Pensar as periferias na contemporaneidade não é tarefa muito fácil. Os mais apressados costumam criar rótulos simplificadores e preconceituosos, sem considerar as periferias em sua complexidade, com contradições e potencialidades. O fato é que nelas vivem milhares de pessoas em todo o Brasil. E também é verdade que, através das mais diversas formas de expressão, muitos moradores dessas regiões têm conseguido construir uma narrativa que coloca em xeque o discurso monotemático a respeito do que são elas.

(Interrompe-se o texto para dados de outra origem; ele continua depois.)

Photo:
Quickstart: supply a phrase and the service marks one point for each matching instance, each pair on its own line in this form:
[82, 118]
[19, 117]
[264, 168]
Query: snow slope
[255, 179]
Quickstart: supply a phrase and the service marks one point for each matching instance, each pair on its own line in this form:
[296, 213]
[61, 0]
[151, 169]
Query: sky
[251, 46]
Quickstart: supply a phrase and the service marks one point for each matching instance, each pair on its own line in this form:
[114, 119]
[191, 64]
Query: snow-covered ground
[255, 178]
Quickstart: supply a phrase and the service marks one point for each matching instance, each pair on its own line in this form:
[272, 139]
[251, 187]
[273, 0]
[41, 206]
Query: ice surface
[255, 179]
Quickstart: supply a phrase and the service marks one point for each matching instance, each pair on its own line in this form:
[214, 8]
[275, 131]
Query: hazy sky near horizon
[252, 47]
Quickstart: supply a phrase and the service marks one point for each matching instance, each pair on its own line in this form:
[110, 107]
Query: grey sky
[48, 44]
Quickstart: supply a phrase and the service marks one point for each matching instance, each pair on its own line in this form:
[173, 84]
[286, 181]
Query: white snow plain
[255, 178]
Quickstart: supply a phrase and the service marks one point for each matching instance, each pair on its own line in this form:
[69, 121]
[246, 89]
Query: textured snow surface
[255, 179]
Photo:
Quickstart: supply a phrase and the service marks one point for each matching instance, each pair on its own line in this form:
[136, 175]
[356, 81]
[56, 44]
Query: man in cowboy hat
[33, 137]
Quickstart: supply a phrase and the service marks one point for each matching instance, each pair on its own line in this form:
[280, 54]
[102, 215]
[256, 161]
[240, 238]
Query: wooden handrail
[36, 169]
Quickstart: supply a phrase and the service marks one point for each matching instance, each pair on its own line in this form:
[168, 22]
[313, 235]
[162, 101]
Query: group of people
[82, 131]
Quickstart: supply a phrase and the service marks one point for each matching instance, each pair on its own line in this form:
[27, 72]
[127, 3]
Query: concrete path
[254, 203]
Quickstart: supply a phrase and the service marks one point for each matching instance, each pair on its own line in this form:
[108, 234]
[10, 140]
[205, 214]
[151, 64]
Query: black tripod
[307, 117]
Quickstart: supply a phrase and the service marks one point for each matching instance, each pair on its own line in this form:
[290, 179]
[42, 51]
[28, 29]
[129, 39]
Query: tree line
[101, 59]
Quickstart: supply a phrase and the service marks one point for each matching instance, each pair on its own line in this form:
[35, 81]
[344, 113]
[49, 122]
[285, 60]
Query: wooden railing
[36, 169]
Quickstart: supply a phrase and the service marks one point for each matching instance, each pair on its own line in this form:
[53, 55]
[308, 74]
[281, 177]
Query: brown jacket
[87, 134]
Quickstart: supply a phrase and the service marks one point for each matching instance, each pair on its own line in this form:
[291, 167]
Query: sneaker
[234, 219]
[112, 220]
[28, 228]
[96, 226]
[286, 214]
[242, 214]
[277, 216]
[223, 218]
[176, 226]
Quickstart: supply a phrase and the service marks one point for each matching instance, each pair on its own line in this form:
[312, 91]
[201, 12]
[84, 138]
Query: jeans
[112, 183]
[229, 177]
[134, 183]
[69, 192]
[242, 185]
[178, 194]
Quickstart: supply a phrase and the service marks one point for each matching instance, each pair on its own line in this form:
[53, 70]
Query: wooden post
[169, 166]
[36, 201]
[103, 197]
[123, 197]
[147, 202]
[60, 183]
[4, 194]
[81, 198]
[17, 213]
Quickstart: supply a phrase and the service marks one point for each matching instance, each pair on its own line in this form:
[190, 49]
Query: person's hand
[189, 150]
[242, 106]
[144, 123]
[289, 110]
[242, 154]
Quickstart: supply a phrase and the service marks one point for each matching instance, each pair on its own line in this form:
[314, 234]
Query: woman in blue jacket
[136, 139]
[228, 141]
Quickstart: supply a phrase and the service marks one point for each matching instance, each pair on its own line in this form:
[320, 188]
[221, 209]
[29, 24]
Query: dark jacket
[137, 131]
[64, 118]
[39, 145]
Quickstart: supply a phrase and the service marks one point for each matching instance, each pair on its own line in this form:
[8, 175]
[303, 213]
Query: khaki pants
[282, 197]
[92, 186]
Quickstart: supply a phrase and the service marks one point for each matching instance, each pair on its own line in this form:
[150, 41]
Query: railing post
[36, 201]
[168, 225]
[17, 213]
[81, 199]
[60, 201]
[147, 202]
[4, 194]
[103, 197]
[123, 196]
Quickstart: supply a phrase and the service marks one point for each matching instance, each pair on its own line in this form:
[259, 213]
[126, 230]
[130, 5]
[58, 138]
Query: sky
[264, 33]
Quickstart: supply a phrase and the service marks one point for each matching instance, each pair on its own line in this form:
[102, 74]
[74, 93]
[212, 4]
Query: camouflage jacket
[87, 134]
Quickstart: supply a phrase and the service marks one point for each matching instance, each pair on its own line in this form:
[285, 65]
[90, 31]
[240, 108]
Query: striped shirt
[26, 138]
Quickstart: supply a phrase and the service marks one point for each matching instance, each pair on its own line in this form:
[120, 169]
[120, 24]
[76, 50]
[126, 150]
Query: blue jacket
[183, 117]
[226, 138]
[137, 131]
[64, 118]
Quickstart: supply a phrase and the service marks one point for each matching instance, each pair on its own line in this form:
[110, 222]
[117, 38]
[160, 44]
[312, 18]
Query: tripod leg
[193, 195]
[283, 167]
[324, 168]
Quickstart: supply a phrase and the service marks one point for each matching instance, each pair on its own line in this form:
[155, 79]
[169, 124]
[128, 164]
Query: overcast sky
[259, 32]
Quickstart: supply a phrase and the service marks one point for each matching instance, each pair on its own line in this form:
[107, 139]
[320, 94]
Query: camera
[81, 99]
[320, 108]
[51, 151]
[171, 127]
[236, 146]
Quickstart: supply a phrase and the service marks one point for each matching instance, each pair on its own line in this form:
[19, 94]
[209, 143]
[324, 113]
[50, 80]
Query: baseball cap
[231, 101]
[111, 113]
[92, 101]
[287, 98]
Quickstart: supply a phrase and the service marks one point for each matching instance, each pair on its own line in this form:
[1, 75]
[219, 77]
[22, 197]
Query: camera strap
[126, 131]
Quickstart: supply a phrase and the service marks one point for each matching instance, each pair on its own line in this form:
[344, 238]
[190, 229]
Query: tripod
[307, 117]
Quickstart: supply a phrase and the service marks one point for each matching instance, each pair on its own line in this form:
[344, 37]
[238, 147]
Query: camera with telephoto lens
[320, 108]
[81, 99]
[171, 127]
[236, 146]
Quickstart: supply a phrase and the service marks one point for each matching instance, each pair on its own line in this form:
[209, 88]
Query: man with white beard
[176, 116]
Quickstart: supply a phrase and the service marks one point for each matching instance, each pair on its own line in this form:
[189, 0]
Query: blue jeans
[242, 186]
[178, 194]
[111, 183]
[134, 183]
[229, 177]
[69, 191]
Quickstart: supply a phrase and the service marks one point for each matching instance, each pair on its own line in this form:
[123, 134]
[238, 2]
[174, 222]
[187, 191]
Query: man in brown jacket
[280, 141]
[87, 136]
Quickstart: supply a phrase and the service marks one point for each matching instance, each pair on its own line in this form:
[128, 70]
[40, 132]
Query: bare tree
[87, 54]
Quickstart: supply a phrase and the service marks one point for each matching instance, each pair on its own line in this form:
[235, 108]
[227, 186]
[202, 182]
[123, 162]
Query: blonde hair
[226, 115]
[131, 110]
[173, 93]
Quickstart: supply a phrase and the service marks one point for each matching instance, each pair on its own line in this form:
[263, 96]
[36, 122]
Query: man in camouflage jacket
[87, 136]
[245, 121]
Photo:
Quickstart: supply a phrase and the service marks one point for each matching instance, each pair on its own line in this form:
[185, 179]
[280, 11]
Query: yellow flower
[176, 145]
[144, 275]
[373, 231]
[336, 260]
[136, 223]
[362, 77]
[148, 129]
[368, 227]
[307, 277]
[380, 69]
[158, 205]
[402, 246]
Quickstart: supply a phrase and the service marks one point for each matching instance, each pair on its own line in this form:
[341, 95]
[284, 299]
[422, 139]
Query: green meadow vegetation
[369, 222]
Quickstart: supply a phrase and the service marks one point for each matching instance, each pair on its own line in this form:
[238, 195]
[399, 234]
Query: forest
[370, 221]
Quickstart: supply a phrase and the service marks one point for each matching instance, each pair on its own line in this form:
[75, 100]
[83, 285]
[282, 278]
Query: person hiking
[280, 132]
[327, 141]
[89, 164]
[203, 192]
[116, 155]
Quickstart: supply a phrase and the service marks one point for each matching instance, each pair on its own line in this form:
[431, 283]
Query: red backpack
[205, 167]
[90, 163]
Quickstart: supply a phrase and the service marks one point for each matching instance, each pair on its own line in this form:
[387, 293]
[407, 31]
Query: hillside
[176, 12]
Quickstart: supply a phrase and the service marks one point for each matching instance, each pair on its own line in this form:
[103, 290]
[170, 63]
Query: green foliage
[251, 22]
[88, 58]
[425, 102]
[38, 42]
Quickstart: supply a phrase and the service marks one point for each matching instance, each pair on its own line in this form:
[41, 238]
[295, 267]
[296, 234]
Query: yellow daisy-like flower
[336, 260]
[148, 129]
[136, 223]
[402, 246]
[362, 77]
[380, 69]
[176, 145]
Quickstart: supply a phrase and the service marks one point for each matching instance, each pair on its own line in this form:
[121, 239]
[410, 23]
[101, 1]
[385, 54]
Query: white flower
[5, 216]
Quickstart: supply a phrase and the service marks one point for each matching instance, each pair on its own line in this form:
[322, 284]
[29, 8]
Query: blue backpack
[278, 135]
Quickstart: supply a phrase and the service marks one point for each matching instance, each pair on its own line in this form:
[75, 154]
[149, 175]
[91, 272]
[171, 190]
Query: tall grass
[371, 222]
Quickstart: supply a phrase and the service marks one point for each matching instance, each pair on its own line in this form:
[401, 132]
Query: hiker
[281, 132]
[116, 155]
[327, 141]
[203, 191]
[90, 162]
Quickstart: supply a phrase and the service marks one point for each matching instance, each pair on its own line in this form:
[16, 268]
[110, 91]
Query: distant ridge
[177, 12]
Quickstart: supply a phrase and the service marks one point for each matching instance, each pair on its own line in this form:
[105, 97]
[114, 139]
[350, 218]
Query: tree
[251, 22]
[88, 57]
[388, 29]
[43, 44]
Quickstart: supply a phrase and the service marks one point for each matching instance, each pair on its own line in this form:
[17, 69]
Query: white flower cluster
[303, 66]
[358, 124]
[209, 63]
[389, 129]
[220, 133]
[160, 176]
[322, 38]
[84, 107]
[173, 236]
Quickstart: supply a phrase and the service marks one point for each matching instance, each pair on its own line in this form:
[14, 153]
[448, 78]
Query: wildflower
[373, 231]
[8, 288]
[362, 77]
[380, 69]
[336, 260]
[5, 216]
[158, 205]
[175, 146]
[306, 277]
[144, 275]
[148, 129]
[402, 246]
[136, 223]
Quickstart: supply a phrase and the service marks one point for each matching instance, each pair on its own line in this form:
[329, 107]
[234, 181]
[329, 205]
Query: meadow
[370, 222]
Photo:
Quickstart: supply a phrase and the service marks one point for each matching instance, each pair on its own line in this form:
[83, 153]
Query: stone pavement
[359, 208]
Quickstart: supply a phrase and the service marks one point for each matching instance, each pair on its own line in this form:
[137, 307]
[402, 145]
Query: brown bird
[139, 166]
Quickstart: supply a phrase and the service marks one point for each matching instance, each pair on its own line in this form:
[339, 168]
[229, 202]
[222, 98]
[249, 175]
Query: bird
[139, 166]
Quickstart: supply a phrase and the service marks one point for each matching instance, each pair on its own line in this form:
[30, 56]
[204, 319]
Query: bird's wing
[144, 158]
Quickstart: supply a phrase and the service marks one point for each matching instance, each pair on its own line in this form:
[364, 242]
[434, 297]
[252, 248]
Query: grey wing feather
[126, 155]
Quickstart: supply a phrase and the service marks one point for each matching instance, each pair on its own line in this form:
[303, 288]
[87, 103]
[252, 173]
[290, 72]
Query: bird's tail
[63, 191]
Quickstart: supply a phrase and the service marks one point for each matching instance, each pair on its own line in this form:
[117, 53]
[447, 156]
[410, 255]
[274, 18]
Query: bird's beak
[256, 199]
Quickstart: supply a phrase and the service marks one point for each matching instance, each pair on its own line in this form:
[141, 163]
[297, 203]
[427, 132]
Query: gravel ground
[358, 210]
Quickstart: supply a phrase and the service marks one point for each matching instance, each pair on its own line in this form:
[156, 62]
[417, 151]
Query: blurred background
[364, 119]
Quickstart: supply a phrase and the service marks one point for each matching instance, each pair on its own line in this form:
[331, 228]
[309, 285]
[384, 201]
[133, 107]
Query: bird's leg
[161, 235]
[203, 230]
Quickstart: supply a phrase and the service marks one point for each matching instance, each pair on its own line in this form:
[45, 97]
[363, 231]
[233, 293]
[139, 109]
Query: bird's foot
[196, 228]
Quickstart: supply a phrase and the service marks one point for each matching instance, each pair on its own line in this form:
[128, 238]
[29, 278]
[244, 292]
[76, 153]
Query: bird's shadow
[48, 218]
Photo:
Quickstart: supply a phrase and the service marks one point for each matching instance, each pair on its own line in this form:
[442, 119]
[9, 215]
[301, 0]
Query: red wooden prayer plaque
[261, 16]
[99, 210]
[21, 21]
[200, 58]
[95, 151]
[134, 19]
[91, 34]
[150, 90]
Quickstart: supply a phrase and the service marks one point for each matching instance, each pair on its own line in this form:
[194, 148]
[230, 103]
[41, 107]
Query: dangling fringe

Com a proliferação de diversas outras possibilidades de veiculação de vídeos, mensagens, músicas, poesias, artigos e outros, mulheres e homens das periferias vão assentando uma narrativa contestatória aos clichês daqueles que sabem muito pouco a seu respeito.

No esforço de compreender com maior agudez o que são as periferias, no último sábado, 05 de maio, o CEPAT promoveu o debate As periferias como espaço de produção e resistência, pelo ciclo Cenários para o Brasil contemporâneo. A atividade conta com a parceria do Núcleo de Direitos Humanos da PUCPRCáritas – Regional ParanáComunidades de Vida Cristã (CVX) – Regional Sul e Instituto Humanitas Unisinos – IHU. A convidada especial para conduzir este debate foi Juliana Borges, feminista negra, antiproibicionista e pesquisadora em Antropologia na Fundação Escola de Sociologia e Política de São Paulo.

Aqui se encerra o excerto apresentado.